Diffusion Forcing: Next-token Prediction Meets Full-Sequence Diffusion
-
New training paradigm where a diffusion model is trained to denoise a set of tokens with independent per-token noise levels
-
They apply Diffusion Forcing to sequence generative modeling by training a causal next-token prediction model to generate one or several future tokens without fully diffusing past ones.
-
Diffusion forcing = teacher forcing + diffusion models
Teacher forcing
- Teacher forcing is such as another name for next-token prediction
- the model predicts the immediate next token based on a ground truth history of previous token
- This results in two limitations:
- (1) there is no mechanism by which one can guide the sampling of a sequence to minimize a certain objective
- (2) current next-token models easily become unstable on continuous data.

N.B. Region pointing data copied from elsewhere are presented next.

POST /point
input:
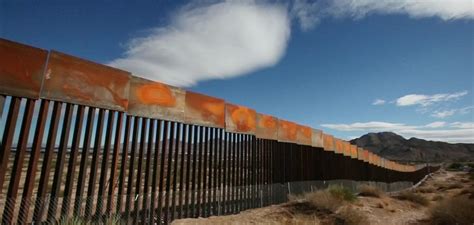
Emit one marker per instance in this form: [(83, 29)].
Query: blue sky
[(319, 63)]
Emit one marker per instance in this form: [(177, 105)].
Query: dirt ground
[(378, 210)]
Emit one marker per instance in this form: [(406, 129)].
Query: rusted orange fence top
[(31, 72)]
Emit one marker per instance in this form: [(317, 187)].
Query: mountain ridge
[(395, 147)]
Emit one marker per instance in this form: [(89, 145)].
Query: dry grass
[(320, 200), (325, 207), (437, 198), (351, 216), (370, 191), (428, 189), (453, 211), (412, 197), (341, 192)]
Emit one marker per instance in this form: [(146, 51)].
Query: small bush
[(324, 200), (455, 166), (425, 189), (454, 186), (350, 216), (341, 192), (453, 211), (412, 197), (471, 176), (370, 191), (437, 198)]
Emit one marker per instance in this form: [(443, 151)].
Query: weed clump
[(412, 197), (370, 191), (350, 216), (341, 192)]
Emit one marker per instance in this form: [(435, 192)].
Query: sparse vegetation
[(428, 189), (455, 166), (412, 197), (351, 216), (341, 192), (437, 198), (456, 210), (329, 204), (370, 191)]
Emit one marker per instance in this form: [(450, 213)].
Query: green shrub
[(350, 216), (412, 197)]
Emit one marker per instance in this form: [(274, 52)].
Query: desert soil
[(378, 210)]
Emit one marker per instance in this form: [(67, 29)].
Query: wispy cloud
[(463, 125), (211, 41), (451, 112), (225, 39), (443, 113), (436, 124), (378, 102), (369, 126), (426, 100), (457, 132), (311, 12)]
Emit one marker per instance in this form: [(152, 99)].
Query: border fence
[(86, 141)]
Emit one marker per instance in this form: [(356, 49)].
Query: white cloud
[(450, 135), (463, 125), (443, 114), (216, 41), (436, 124), (426, 100), (451, 112), (311, 12), (369, 126), (378, 102), (458, 132)]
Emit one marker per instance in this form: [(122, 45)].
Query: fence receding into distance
[(84, 140)]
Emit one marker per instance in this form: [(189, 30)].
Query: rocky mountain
[(395, 147)]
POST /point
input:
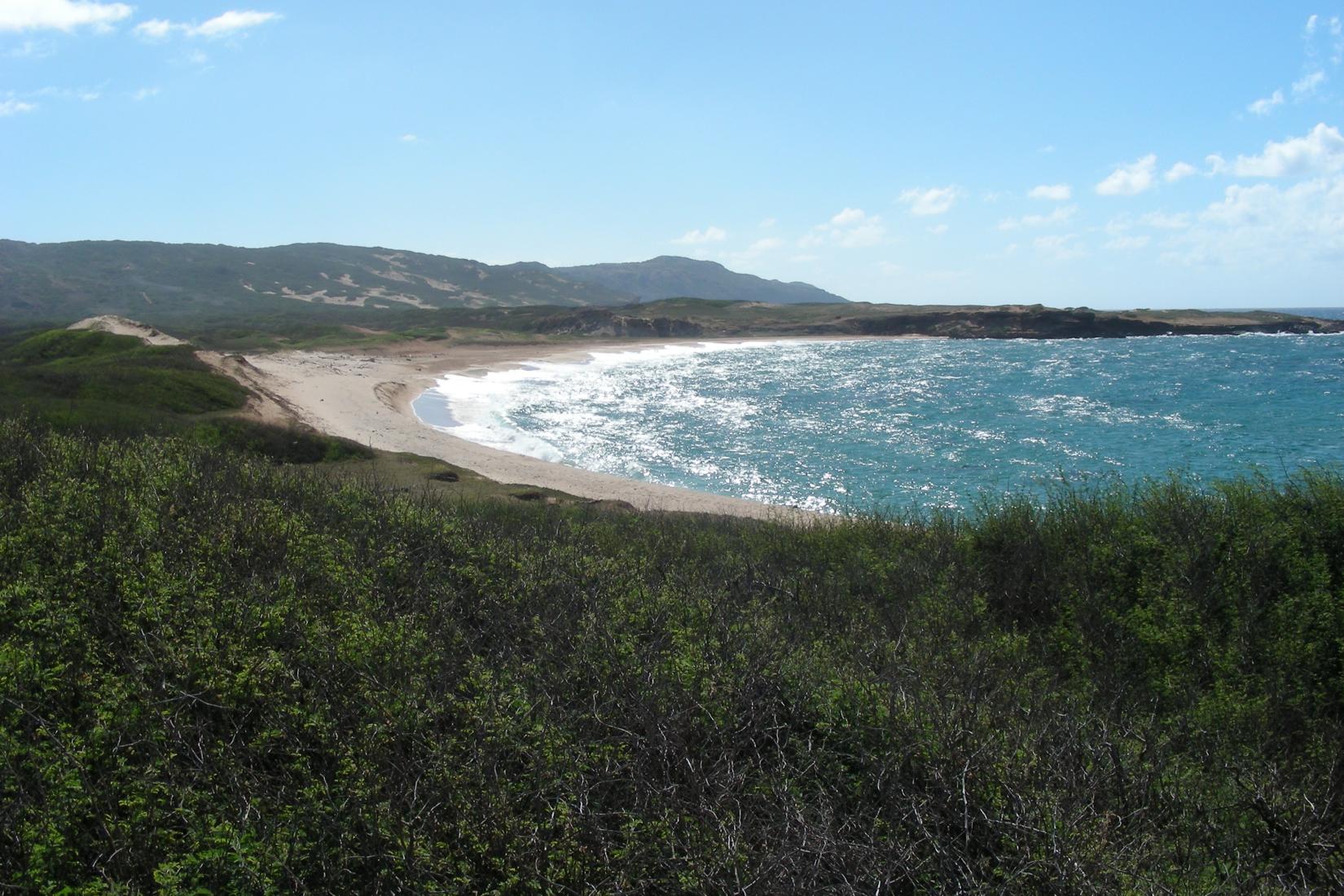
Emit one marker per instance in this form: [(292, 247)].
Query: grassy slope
[(218, 674)]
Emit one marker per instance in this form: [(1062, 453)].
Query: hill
[(167, 283), (219, 674), (672, 277), (57, 281)]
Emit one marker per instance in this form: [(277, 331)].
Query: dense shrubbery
[(218, 674), (117, 386)]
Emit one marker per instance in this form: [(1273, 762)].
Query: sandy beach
[(367, 397)]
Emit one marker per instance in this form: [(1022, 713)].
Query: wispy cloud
[(1179, 171), (1166, 221), (1267, 105), (936, 200), (1128, 244), (1054, 192), (1056, 217), (1060, 248), (1321, 151), (701, 237), (226, 24), (1132, 179), (31, 50), (1308, 85), (1267, 225), (847, 229), (59, 15), (15, 108)]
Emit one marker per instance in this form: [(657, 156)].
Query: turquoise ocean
[(894, 424)]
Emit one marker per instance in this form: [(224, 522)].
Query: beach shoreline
[(367, 397)]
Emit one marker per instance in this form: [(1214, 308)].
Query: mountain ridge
[(82, 279)]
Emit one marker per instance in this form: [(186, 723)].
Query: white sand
[(367, 397)]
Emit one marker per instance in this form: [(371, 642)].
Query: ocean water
[(887, 424)]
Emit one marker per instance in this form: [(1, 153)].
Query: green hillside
[(165, 283), (219, 676), (672, 275), (173, 283)]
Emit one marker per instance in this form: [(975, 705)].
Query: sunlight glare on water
[(930, 424)]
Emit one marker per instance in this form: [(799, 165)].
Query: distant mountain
[(55, 281), (167, 281), (676, 277)]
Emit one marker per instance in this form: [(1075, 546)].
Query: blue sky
[(1141, 155)]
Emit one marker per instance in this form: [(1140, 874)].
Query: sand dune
[(122, 327)]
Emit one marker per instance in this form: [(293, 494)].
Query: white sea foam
[(850, 426)]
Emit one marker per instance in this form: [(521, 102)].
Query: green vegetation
[(218, 674), (109, 384)]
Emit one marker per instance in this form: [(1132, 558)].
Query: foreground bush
[(222, 676)]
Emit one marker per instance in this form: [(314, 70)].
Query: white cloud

For example, when attempting to auto-regressively generate a video (as opposed to text [6 ] or vector-quantized latents [34]) past the training horizon, slight errors in frame-to-frame predictions accumulate and the model diverges.
Full-sequence diffusion
- Commonly used in video generation and long-horizon planning, one directly models the joint distribution of a fixed number of tokens by diffusing their concatenation, where the noise level is identical across all tokens.
- This allows to guide sampling to a desirable sequence, invaluable in decision-making (planning) applications.
- They further excel at generating continuous signals such as video
Diffusion forcing
-
You get
- variable-length generation (next-token models)
- ability to guide sampling to desirable trajectories (full-sequence diffusion)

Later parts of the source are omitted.